Data came from the UCI Machine Learning Repository. The data contains records of absenteeism at work for a courier company in Brazil.

Citation: Martiniano, A., Ferreira, R. P., Sassi, R. J., & Affonso, C. (2012). Application of a neuro fuzzy network in prediction of absenteeism at work. In Information Systems and Technologies (CISTI), 7th Iberian Conference on (pp. 1-4).
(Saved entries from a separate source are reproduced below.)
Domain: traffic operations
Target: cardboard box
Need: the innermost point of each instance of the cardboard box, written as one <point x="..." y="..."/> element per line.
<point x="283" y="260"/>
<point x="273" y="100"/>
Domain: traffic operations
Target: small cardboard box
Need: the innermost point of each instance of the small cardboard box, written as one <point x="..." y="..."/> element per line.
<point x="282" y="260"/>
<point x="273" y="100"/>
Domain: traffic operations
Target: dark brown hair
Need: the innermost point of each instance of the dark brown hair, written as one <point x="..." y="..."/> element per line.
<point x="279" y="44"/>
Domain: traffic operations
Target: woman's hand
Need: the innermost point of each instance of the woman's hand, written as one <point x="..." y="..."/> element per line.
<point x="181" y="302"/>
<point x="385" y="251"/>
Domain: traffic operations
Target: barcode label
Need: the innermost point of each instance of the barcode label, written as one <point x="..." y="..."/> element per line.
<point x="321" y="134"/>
IEEE.

In [1]:


# Load libraries

# set.seed for reproducible results

Load and explore data structure

In [2]:
#import data
url <-""

temp <- tempfile()
temp2 <- tempfile()

download.file(url, temp)
unzip(zipfile = temp, exdir = temp2)
df <- read_csv2(file.path(temp2, "Absenteeism_at_work.csv"))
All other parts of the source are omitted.